Disability Law Center staff attorney Colleen Shea told WHAV last spring that a complaint lodged a year ago, involving a five-year-old student, sparked the investigation. “The student was having a difficult time being upset in class, and the staff was restraining her at times prior to using other, less intrusive types of intervention,” she explained. She said a total of three complaints had been made to the agency which is designated as the Protection and Advocacy System for Massachusetts under federal law.
Paul A. Magliocchetti, School Committee vice chairman, summarized how the members felt when it received, what he called a, “very serious charge.”
“This was a really significant event that happened. I know when this first came up we were all taken a little bit by surprise when we got the notification and we were also a little bit surprised that we hadn’t known about it earlier,” he said.
Special Education Director Pamela MacDonald, who came on board after the complaint was made, said she hired more behavioral staff and consultants. “We are ongoing throughout the district doing some work with the lawyers to talk about the right discipline procedures—how to do restraints because it wasn’t just about the restraints. It was really about how we approach discipline with kids,” MacDonald said.
MacDonald explained the schools will now better track when staff encounter an ongoing problem with a student, categorize the types of problems and learn more about affected schools and age groups. The data will help the schools learn what they need for training before a problem becomes “too big” for individual teachers.

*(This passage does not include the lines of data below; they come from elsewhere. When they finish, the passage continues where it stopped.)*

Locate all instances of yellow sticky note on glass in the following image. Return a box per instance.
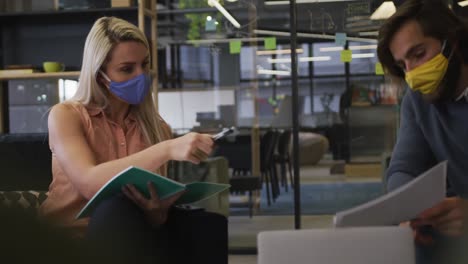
[375,62,384,75]
[340,50,353,62]
[335,33,346,46]
[265,37,276,50]
[229,40,242,54]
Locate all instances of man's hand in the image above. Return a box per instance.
[122,182,184,227]
[411,197,468,237]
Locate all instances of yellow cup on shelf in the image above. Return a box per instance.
[42,61,65,72]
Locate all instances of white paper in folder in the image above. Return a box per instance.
[333,161,447,227]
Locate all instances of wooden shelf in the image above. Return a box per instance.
[0,71,80,80]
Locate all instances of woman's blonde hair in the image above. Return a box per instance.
[70,17,171,153]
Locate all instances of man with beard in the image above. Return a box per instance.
[377,0,468,263]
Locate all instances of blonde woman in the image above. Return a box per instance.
[40,17,213,262]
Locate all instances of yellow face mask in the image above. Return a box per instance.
[405,53,448,94]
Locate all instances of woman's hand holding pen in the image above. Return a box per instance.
[169,132,214,164]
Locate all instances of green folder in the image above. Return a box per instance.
[76,166,231,219]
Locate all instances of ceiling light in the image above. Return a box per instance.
[267,56,331,63]
[208,0,240,28]
[299,56,331,62]
[257,49,304,55]
[265,0,356,5]
[257,69,291,76]
[319,45,377,52]
[351,53,375,59]
[370,1,396,20]
[254,29,377,43]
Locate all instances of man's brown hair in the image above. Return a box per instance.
[377,0,468,78]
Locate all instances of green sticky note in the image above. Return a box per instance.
[265,37,276,50]
[340,50,353,62]
[375,62,384,75]
[229,40,242,54]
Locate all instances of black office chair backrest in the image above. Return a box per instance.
[277,129,291,157]
[260,130,279,171]
[0,133,52,191]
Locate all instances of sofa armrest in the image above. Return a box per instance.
[0,190,47,212]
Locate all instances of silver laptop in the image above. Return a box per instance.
[257,226,415,264]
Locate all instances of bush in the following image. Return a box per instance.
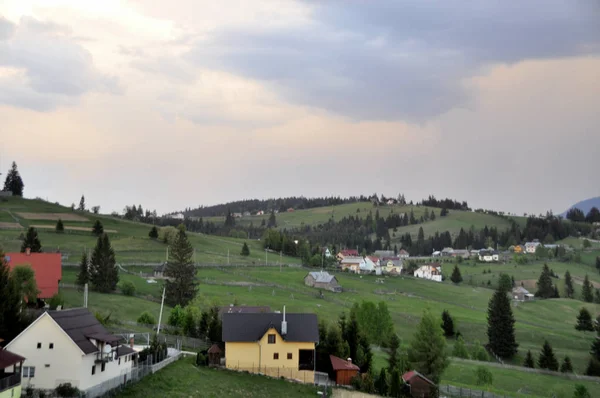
[137,311,156,325]
[121,281,135,296]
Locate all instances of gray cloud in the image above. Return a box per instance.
[0,17,119,111]
[187,0,600,121]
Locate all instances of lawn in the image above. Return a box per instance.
[116,358,326,398]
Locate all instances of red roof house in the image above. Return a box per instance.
[4,253,62,299]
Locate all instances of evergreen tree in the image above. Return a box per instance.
[92,220,104,236]
[535,264,554,298]
[241,242,250,256]
[408,311,449,384]
[148,225,158,239]
[21,227,42,253]
[523,350,535,368]
[575,307,594,332]
[560,356,573,373]
[165,228,198,306]
[54,218,65,234]
[4,162,25,196]
[77,195,85,211]
[538,340,558,371]
[442,310,454,337]
[565,270,575,298]
[487,290,519,358]
[90,233,119,293]
[77,252,90,287]
[450,266,462,284]
[581,274,594,303]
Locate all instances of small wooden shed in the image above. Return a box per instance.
[329,355,360,386]
[208,344,223,366]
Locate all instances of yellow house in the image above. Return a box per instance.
[223,308,319,384]
[0,346,25,398]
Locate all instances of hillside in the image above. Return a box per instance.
[0,197,298,264]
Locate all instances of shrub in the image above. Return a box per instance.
[137,311,156,325]
[121,281,135,296]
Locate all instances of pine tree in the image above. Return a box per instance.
[77,252,90,287]
[450,265,462,284]
[581,274,594,303]
[535,264,554,298]
[92,220,104,236]
[565,270,575,298]
[442,310,454,337]
[54,218,65,234]
[408,310,449,384]
[523,350,535,368]
[241,242,250,256]
[90,233,119,293]
[148,225,158,239]
[4,162,25,196]
[21,227,42,253]
[538,340,558,371]
[560,356,573,373]
[165,228,198,306]
[575,307,594,332]
[487,290,519,358]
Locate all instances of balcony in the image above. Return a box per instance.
[0,373,21,392]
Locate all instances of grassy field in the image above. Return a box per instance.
[0,197,299,264]
[116,358,326,398]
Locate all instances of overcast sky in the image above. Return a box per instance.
[0,0,600,218]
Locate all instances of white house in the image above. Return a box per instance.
[414,264,442,282]
[6,308,136,391]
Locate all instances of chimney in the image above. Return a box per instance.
[281,305,287,336]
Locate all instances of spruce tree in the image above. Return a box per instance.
[442,310,454,337]
[538,340,558,372]
[523,350,535,368]
[565,270,575,298]
[560,356,573,373]
[581,274,594,303]
[90,233,119,293]
[165,228,198,307]
[54,218,65,234]
[575,307,594,332]
[77,252,90,287]
[408,310,449,384]
[21,227,42,253]
[4,162,25,196]
[535,264,554,298]
[450,265,462,284]
[241,242,250,256]
[487,290,519,358]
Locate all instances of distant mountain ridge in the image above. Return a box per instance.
[561,196,600,217]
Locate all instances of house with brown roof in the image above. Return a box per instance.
[6,308,136,391]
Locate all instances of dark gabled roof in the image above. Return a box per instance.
[222,313,319,342]
[0,348,25,369]
[48,308,120,354]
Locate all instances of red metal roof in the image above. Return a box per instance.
[329,355,360,370]
[5,253,62,299]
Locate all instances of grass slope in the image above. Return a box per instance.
[116,358,324,398]
[0,197,298,264]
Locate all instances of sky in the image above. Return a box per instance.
[0,0,600,218]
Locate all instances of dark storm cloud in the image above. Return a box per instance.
[188,0,600,121]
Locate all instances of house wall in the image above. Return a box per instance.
[6,313,83,389]
[225,328,315,383]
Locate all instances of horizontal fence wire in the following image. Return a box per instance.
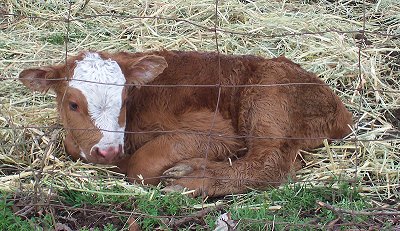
[0,0,400,229]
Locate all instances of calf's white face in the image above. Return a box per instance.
[19,52,167,164]
[69,53,126,162]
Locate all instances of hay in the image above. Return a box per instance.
[0,0,400,199]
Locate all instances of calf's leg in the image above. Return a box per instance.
[125,111,243,184]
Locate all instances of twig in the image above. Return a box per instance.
[317,201,400,216]
[169,205,224,228]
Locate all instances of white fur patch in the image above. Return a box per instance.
[69,53,126,149]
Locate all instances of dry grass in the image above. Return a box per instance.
[0,0,400,202]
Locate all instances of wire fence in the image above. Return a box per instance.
[0,0,400,229]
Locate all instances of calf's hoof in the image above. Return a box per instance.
[162,164,193,185]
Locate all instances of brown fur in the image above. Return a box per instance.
[20,51,352,196]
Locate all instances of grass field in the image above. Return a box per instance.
[0,0,400,230]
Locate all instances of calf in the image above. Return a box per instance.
[19,51,352,196]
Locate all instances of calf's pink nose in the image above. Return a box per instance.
[94,145,122,160]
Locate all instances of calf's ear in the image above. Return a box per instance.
[19,67,63,92]
[126,55,168,88]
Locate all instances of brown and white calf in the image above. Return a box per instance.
[19,51,352,196]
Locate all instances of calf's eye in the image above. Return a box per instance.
[69,102,79,111]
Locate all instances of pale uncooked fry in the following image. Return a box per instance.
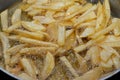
[0,32,10,69]
[74,40,95,52]
[57,26,65,46]
[77,20,96,29]
[18,73,37,80]
[103,0,111,27]
[7,44,25,55]
[20,58,36,78]
[73,67,103,80]
[74,11,96,26]
[65,29,74,39]
[101,45,120,57]
[100,49,113,62]
[8,36,58,48]
[60,56,79,77]
[33,16,55,24]
[65,3,92,20]
[11,9,22,24]
[66,4,81,16]
[14,29,45,40]
[91,21,117,38]
[0,10,8,31]
[42,52,55,80]
[112,56,120,69]
[80,27,95,38]
[75,53,88,73]
[20,47,56,54]
[22,21,46,32]
[100,59,114,68]
[6,21,21,33]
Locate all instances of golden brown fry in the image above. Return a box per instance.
[20,58,36,78]
[14,29,45,40]
[11,9,22,24]
[9,36,58,48]
[18,73,37,80]
[7,44,26,55]
[60,56,79,77]
[42,52,55,80]
[58,26,65,46]
[20,47,56,54]
[73,67,102,80]
[0,32,10,69]
[22,21,46,32]
[0,10,8,31]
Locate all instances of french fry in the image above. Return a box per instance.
[65,3,92,20]
[22,21,46,32]
[112,56,120,69]
[9,36,58,48]
[100,49,113,62]
[100,59,114,68]
[0,32,10,69]
[20,58,36,78]
[74,11,96,26]
[60,56,79,77]
[91,22,117,38]
[58,26,65,46]
[80,27,95,38]
[42,52,55,80]
[73,67,102,80]
[6,44,26,55]
[11,9,22,24]
[75,53,88,73]
[14,29,45,40]
[20,47,56,54]
[6,21,21,33]
[74,40,95,52]
[18,73,37,80]
[0,10,8,31]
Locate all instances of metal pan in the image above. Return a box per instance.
[0,2,120,80]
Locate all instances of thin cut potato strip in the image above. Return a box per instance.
[60,56,79,77]
[14,29,45,40]
[73,67,102,80]
[9,36,58,47]
[11,9,22,24]
[20,58,36,78]
[20,47,56,54]
[42,52,55,80]
[6,44,26,55]
[22,21,46,32]
[58,26,65,46]
[18,73,36,80]
[0,10,8,31]
[0,32,10,69]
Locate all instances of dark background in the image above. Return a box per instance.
[0,71,120,80]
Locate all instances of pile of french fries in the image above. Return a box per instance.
[0,0,120,80]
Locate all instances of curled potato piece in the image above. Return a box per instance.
[73,67,102,80]
[42,52,55,80]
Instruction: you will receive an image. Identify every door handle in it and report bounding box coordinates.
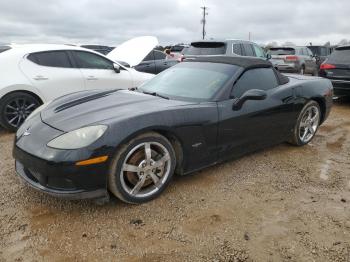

Last spring, Shea described a particular student. “There was one day where she was under a table, very upset, crying, not cooperating with the teacher’s instructions to participate in whatever they were doing in class and the staff tried to remove her from underneath the table,” she told WHAV. “First, they tried to coax her and, then when she wouldn’t come out, they forcibly removed her from under the table and put her in a restraint.”